Czech Republic: Paternity leave set to be introduced in early 2017
Proposed paternity leave legislation is currently under debate in Parliament and is likely to be implemented in the Czech Republic in the spring of 2017.
In May 2016, the Czech government approved the amendment of Act No. 187/2006 Coll. on Sickness Insurance. The amendment concerns the introduction of paternity (postnatal) leave. Under the terms of the act, paternity leave of one week's duration should be taken within six weeks of the birth of a child. The aim is to give new fathers the opportunity to bond with their child.
It is assumed that the new law will entitle men to the same amount of money for their one-week paternity leave as women on maternity leave, equal to 70 % of the daily assessment base.
The text of the amendment is now under review in Parliament and paternity leave should come up for debate just after Parliamentary summer recess. The Minister of Labour and Social Affairs intends to implement the amendment during the first half of 2017. While the leading governmental party, the Czech Social Democratic Party, supports the measure, the second biggest party in the coalition government, ANO, considers the measure to be too expensive.
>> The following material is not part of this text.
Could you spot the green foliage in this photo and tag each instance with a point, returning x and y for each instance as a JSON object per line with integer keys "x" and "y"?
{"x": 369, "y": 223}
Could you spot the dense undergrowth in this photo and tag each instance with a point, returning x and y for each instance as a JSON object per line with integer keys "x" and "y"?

The trade union Czech-Moravian Confederation of Trade Unions (ČMKOS) fully supports the amendment. While employer group the Confederation of Industry of the Czech Republic (SPČR) have highlighted some of the negative consequences, in principle they are is not opposed to the measure. In general employers fear that the change in legislation will result in a higher administrative burden for them, requiring considerable liaising with the Czech Social Security Administration. Moreover, they are concerned that the amendment to the legislation will trigger unions to demand other provisions, such as more days off for fathers.
Currently, just 1.8 % of Czech men avail of parental leave, despite being entitled to it and enjoying the same conditions as women.